A few days later, on my last day on service, the patient told me she could tell I cared, and this wasn’t just a job for me. She then started to cry.
Five years ago, during medical school, one of my first teachers told me that patients don’t care how much you know until they know how much you care. I thought to myself: I got the caring part down. My struggle is I don’t know anything.
Now I’m an intern. I know some things, but I have a long way to go. The constant learning is one of the reasons I love this profession. However, showing patients how much you care becomes more challenging when there are just days when you’re trying to survive. Yet, most days I have time to breathe, and the most rewarding moments for me have been those times I get to sit with a patient and just talk about their life and what’s really important to them.
For a patient of mine last week, it was finding his cane that he forgot in the emergency room.

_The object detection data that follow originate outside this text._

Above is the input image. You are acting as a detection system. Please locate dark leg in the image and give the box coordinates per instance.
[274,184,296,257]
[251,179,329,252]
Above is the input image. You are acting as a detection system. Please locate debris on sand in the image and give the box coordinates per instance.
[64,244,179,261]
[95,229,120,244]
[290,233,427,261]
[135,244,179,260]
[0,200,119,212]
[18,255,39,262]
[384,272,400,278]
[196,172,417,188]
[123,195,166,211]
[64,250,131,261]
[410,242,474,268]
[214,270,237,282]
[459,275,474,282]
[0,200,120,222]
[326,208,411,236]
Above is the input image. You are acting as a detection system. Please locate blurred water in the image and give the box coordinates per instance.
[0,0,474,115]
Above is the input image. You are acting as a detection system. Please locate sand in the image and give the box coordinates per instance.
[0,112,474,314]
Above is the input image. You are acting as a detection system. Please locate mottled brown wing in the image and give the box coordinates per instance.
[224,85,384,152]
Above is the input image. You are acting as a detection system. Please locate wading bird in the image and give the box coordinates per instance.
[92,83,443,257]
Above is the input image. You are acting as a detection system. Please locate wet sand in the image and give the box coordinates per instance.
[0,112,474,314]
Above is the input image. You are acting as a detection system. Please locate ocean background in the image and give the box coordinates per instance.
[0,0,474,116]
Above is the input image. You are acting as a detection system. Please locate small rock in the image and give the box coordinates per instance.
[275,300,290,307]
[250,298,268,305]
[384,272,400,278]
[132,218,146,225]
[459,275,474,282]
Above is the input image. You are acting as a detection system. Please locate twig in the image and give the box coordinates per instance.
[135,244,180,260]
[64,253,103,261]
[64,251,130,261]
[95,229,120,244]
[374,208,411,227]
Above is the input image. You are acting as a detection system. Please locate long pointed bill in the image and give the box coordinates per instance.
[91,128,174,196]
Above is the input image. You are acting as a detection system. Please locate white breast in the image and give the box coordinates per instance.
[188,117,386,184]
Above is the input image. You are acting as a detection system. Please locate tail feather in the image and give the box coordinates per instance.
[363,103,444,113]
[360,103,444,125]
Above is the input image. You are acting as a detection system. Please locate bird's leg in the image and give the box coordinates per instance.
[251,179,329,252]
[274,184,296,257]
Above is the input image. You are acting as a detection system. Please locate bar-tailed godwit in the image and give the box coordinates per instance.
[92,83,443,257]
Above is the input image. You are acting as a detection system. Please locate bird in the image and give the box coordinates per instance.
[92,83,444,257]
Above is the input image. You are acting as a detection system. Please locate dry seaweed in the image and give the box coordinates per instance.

For another patient, it was simply being an ear for her to discuss her likely cancer diagnosis.
The physicians I admire most are the ones who know their patients as people who happen to sometimes have diseases. I find primary care physicians often excel in being patient-centered, but it is far from easy with all the demands of medicine and life. Patients do take notice, and so do our colleagues and younger trainees. There is a reason my colleagues love having primary care physicians on their inpatient service, and I guarantee it is not our expert knowledge of anatomy.
We make sure our patients’ chronic diseases are well controlled. We seek out nurses, patients and their families after rounds to answer all their questions. We make sure the medical students feel they are part of the team and not simply free labor. We do what we can to be patient-centered and make the hospital feel a little less of a scary place.
Although going on a scavenger hunt around the hospital for a patient’s lost cane is not the most educational activity I could be doing with my time, I do it. In the end, it was the most important thing we could do for the patient at the time.
For me, progress in primary care does not always mean innovation or shouting from the rooftop. Sometimes it’s simply standing tall and showing your colleagues and patients your value by doing what you do best. Caring for the whole person in and out of the hospital, coordinating care, and showing patients not only how much you know, but how much you care.
Cleveland Piggott is a family medicine resident.